We show in How to Save a Constitutional Democracy that there is a common legal toolkit of antidemocracy. This toolkit involves constitutional amendments and statutory changes to the way that checking institutions such as courts and ombudsmen.  It entails the use of regulatory authorities to narrow the public space.  It means mobilizing the law as an instrument to exclude political opponents and their supporters. And it means changing the kind of information the public has about the state’s activities, and their costs. None of these measures is either necessary or sufficient on its own. But enough of them, when aggregated and impelled against a democratic order, can meaningfully damage that order.

The second point that is central to the book is that there are many steps that can be taken to shore up institutions against democratic backsliding. Again, we do not think there is a single magic bullet that will work in all contexts. No reform is necessary and sufficient in and of itself to provide effectual insulation for democracy.  Judgment must be exercised about what is possible, and most likely to be effective, against specific backsliding threats.

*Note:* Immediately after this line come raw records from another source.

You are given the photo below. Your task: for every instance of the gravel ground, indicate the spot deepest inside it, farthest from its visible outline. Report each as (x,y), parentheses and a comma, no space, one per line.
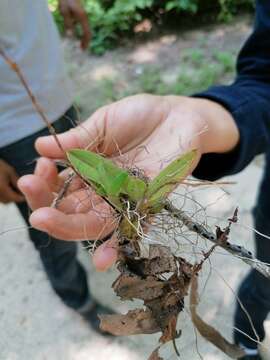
(35,325)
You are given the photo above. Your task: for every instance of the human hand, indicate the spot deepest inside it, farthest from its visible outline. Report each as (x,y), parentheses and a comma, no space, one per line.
(73,13)
(142,131)
(9,191)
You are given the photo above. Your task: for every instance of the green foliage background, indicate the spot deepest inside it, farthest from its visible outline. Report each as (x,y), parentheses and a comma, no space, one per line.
(110,19)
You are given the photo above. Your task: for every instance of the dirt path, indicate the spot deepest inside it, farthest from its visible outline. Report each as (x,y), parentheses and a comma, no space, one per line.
(34,324)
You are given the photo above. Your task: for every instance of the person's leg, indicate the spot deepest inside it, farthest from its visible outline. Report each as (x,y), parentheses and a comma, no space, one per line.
(254,291)
(65,273)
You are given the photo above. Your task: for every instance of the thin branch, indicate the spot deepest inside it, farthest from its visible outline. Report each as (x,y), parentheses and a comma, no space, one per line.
(33,99)
(236,250)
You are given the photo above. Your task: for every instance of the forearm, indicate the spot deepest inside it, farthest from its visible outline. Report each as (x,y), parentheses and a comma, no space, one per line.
(247,100)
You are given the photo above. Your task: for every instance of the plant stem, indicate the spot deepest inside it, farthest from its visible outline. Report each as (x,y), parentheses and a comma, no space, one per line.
(236,250)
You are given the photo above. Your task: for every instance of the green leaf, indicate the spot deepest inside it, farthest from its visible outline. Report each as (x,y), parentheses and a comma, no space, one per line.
(107,178)
(160,187)
(135,188)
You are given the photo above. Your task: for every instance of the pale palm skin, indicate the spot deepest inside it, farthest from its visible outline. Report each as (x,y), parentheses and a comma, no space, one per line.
(148,131)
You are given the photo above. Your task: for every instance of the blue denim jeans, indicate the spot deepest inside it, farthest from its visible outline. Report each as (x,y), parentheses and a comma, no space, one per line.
(254,291)
(65,273)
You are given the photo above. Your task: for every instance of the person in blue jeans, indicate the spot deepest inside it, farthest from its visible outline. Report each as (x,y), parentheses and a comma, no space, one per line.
(228,125)
(29,37)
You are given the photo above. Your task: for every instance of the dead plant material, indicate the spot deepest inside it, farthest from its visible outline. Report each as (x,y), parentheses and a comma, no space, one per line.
(161,282)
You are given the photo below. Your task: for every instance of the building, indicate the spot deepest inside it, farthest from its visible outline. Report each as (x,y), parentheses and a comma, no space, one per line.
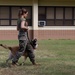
(48,19)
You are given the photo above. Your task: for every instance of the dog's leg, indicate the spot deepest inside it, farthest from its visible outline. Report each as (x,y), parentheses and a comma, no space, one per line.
(23,63)
(5,46)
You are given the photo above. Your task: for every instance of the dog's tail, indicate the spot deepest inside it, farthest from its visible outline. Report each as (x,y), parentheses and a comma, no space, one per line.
(6,47)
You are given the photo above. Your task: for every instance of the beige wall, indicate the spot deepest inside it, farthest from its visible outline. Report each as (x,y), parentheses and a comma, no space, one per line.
(56,2)
(16,2)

Not all of these steps are intuitive. Here is one example, which we select because it draws on the work of a symposium participant:  David Fontana has argued that one way to create a richer and more competitive environment for democracy is to create rights for the political opposition in a legislative chamber. Following David’s lead, we think that new constitutions should provide that the opposition can chair certain committees in the legislature, or perhaps have a certain number of cabinet posts, as a way to encourage political moderation.  Giving minority legislators a power to demand information from the government would be an especially useful check in presidential systems that are susceptible to one-party rule. Super-majority rules for appointments to the highest court, as is found in Germany and as recently abolished in the United States (through the elimination of the filibuster), also encourage the selection of moderate candidates to the judiciary, and may decouple courts from concurrent partisan configurations.  We also think there is merit in formalizing the position of leader of the opposition, as a way of recognizing the constitutional value of a loyal opposition in service of democracy.

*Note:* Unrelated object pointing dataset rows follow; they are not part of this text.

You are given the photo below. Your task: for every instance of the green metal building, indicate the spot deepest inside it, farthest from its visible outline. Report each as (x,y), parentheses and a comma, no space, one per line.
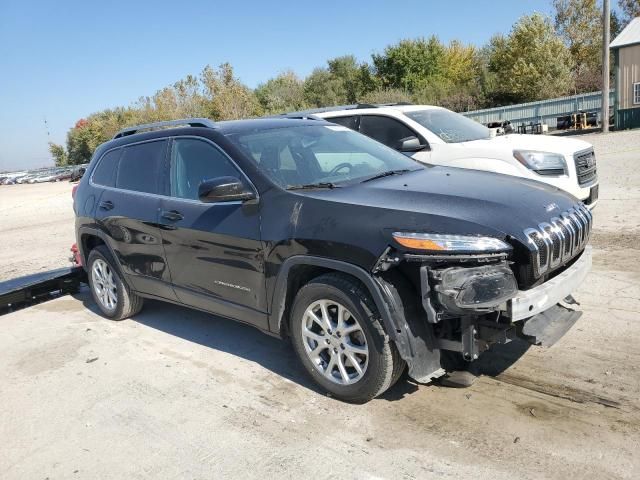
(626,56)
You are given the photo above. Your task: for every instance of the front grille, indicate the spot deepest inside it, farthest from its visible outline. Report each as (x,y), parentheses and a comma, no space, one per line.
(556,242)
(585,167)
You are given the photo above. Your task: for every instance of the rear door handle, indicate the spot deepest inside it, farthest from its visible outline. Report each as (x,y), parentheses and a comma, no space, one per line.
(172,215)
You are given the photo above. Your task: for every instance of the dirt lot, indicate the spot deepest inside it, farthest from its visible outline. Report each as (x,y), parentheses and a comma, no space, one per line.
(36,228)
(178,394)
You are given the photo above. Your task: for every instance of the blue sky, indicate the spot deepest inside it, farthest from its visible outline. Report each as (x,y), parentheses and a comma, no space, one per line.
(64,60)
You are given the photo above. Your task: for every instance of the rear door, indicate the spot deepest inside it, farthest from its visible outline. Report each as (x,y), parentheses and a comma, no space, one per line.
(128,211)
(213,250)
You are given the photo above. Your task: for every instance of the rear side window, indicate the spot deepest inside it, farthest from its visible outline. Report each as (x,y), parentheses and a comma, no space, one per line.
(385,129)
(140,166)
(349,122)
(105,173)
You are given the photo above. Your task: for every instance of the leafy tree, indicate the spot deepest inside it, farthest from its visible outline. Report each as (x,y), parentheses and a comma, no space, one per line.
(579,23)
(630,10)
(532,63)
(59,154)
(386,95)
(226,97)
(356,79)
(407,64)
(322,88)
(281,94)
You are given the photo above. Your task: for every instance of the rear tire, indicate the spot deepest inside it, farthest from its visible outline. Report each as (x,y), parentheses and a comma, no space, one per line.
(113,297)
(351,356)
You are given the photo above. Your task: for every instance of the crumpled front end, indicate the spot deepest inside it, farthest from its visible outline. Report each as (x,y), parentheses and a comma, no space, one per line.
(469,302)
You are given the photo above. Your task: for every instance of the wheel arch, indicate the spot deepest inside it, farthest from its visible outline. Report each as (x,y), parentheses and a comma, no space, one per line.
(89,238)
(300,269)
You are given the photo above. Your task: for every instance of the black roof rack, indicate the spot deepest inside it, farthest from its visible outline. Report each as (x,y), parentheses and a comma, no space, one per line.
(191,122)
(310,113)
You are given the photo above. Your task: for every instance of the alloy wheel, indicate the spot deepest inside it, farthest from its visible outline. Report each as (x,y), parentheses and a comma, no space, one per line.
(335,342)
(104,285)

How might this work in the United States?  Consider the following possibility, which h is quite partial but also can be quickly implemented:  If Democrats win control of one of the two Houses, one of the first things they should do is give more power to Republicans.  That is, they should amend the chamber’s rules (as they are able to under the Constitution’s rules of procedure clause) to permit the minority chairs of legislative committees to demand information from the executive branch.  Of course, such a power can be undone when a new majority is in power. But the gesture of bipartisan faith in the democratic value in disclosure is important (and perhaps costly to unwind) in itself: It is a way of showing that loyalty to party should not be prioritized over loyalty to the Constitution’s democratic system as a going concern.

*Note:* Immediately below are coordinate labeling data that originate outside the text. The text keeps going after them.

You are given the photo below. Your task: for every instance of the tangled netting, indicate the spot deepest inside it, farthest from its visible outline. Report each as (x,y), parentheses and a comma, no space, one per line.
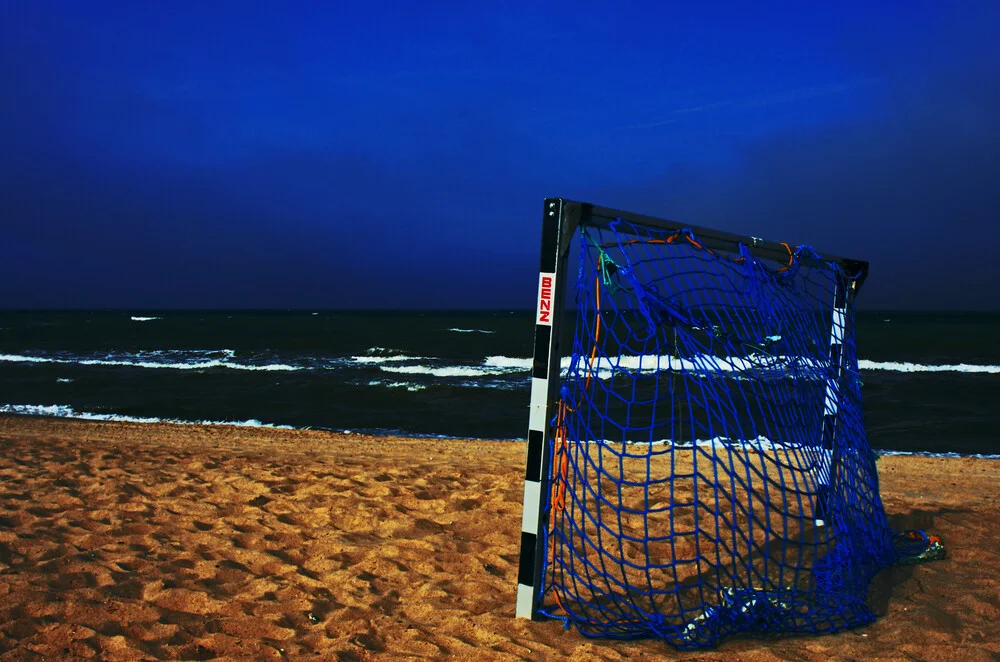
(710,468)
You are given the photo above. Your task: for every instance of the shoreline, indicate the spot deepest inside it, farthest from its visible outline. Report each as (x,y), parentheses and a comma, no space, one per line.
(41,412)
(137,540)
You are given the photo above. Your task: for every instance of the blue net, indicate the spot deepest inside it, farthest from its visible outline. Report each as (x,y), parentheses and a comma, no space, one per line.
(710,468)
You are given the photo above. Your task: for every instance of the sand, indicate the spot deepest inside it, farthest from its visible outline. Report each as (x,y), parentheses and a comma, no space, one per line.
(136,541)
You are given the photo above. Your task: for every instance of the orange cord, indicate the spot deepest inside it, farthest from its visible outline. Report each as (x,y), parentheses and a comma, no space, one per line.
(694,242)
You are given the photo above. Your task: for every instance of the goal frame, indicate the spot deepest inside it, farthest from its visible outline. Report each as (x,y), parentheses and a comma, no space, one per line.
(561,218)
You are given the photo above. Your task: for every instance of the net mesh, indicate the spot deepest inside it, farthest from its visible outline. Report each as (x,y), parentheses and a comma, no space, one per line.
(710,469)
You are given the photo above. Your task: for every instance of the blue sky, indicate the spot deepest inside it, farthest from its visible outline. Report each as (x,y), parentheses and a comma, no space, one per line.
(234,154)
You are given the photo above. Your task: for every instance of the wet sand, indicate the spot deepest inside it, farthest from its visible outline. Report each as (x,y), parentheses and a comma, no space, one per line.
(138,541)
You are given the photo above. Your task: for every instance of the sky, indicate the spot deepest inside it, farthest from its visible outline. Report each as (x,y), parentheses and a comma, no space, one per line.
(234,154)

Another idea for a party that controlled the Senate and Presidency would be to pack the judiciary with moderates appointed with supermajoritarian support in the Senate as a way of restoring bipartisanship after a period of great strain in respect to judicial appointments. The fact is that the federal judiciary is woefully understaffed, and adding a significant number of judges, agreed to by a supermajority and the ranking minority member of the judiciary committee, would encourage moderation in appointments, while also addressing a genuine need for enhanced judicial capacity. We recognize that the politics for this reform are far from present in our current polarized environment, but the mid-term goal of restoring centrism and decoupling judicial selection from partisanship is crucial.

Of course, these are just a  couple of the ideas pursued in How to Save a Constitutional Democracy: We hope, and expect, the symposium to cover and to challenge, others as part of a collective scholarly investigation into how democracy is best preserved. The key point is that constitutions and institutional design do matter, both to prevent and slow erosion at home and around the world.